Cybersecurity Alerts & Trends
Key Themes from Recent Incidents
Vendor and Third‑Party Risks: Breaches at VITAS and HCIactive and the settlements involving Nuance and Liberty Hospital illustrate the systemic risk posed by third‑party service providers and subcontractors. Ensure due diligence and continuous monitoring of vendors.
Pixel & Tracking Technology: Settlements with Goshen, Hancock, and numerous lawsuits reflect heightened scrutiny of tracking technologies. Even though some courts have limited claims (e.g., Cole v. Quest Diagnostics), regulators continue to view unapproved tracking of PHI as a privacy violation. Organizations should evaluate whether analytics tools transmit any PHI and, if so, disable or modify them accordingly.

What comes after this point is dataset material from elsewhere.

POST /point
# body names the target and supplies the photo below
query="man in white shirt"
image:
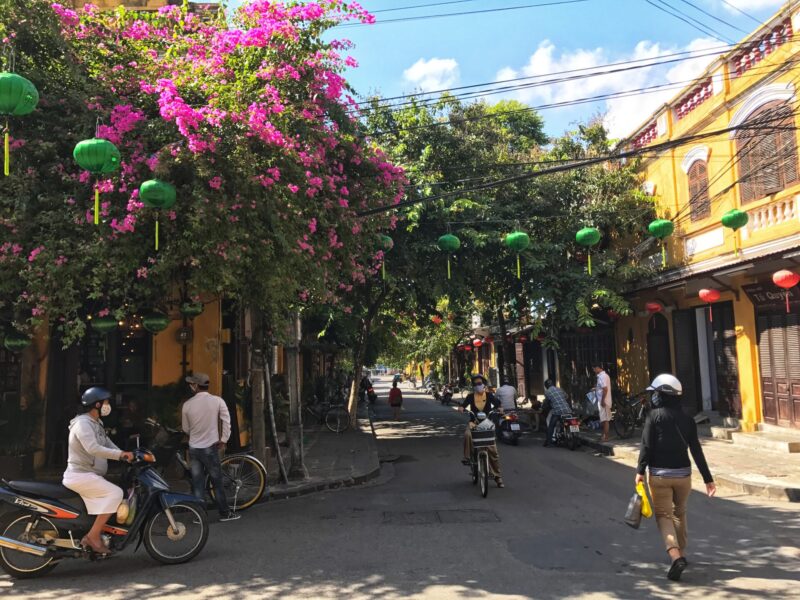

Legacy IT and Email Security: Presidio’s survey underscores that outdated technology not only impacts productivity but also increases compliance risk, leading employees to use shadow IT. The Marshfield Clinic breach exemplifies the continued threat of phishing and email compromise.
Final Thoughts
This past week demonstrated that HIPAA compliance is evolving on multiple fronts: regulators are realigning substance‑use disorder rules with HIPAA, courts are clarifying the limits of privacy statutes, and breach settlements continue to be costly. Compliance teams should stay vigilant by auditing third‑party relationships, tracking technologies and legacy IT environments, while strengthening incident‑response and employee‑training programs. Proactive investments in modern technology, security controls and transparent communication can mitigate risk and reduce the likelihood of regulatory penalties and litigation.